Auf dem Rückweg nahmen wir auch noch den letzten Gipfel auf dieser Seite der Scharte mit. Über den Su SciuSciu führten nur Trittspuren und Steinmannl und der inzwischen reichlich nervende Wind, der inzwischen noch stärker geworden war, gab sich alle Mühe, uns umzuwerfen. Hin und wieder waren ein paar ausgleichende Schritte nötig, um den Stoss einer besonders starken Böe auszugleichen. Immerhin bescherte uns der Wind aber einen Anblick, den wir beide noch nie gesehen hatten.
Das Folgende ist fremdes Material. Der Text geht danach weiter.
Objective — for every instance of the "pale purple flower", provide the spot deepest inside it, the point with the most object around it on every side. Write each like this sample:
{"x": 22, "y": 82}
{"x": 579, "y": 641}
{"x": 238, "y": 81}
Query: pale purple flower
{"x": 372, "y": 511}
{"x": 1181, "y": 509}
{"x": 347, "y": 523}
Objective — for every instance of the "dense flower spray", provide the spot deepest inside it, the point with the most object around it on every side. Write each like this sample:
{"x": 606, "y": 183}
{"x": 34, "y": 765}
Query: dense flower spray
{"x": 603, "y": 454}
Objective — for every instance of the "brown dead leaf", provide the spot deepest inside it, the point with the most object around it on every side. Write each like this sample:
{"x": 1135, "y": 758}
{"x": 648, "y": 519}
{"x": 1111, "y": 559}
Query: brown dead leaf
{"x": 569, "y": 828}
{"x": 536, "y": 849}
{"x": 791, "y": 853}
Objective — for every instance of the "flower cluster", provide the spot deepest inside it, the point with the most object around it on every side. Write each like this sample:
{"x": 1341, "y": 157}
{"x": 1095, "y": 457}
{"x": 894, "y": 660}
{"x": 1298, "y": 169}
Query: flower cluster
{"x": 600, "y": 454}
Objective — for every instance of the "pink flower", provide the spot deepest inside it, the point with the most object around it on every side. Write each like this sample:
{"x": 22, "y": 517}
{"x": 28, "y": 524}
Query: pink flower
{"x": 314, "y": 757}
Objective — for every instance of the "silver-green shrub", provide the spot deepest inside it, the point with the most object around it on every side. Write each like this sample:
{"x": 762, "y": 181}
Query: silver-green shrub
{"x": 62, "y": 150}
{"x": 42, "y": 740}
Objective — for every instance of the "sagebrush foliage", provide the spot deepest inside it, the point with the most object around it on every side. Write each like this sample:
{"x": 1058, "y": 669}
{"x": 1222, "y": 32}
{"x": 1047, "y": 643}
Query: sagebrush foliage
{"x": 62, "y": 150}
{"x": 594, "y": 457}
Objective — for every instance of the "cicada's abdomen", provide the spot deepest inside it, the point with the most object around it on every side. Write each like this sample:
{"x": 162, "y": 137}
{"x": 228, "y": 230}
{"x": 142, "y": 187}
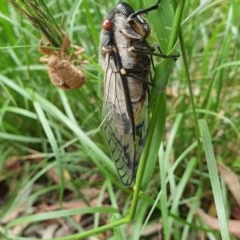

Überall wuchsen kleine krüppelige Bäume und Büsche, die kleine rote Beeren hatten - dachten wir zunächst. Als wir einmal genauer hinschauten, entdeckten wir, dass die Büsche von Millionen und Abermillionen von Marienkäfern nur so wimmelten. Wahrscheinlich konnten die wegen des Windes nicht fliegen, daher hatten sie sich in den Büschen verkrochen und brachten die Zeit damit rum, gemeinschaftlich für kleine Marienkäfer zu sorgen.

Marienkäferkolonie
Marienkäferkolonie

Auf dem weiteren Rückweg kürzten wir den grossen Bogen nach der Bruncu Spina damit ab, dass wir direkt über das Skigebiet abstiegen. Das bescherte mir ein paar Meter nette 'Abstiegshilfe', weil sich ein langes Schneefeld geradezu anbot, darauf 'abzufahren'.

Anschliessend fuhren wir nach Cala Gonone, wo wir uns sehr günstig im Piccolo Hotel einquartierten. Da gab es zwar kein Frühstück, aber dafür wimmelt es in Cala Gonone von Bars, die schon früh aufmachen und Frühstück anbieten.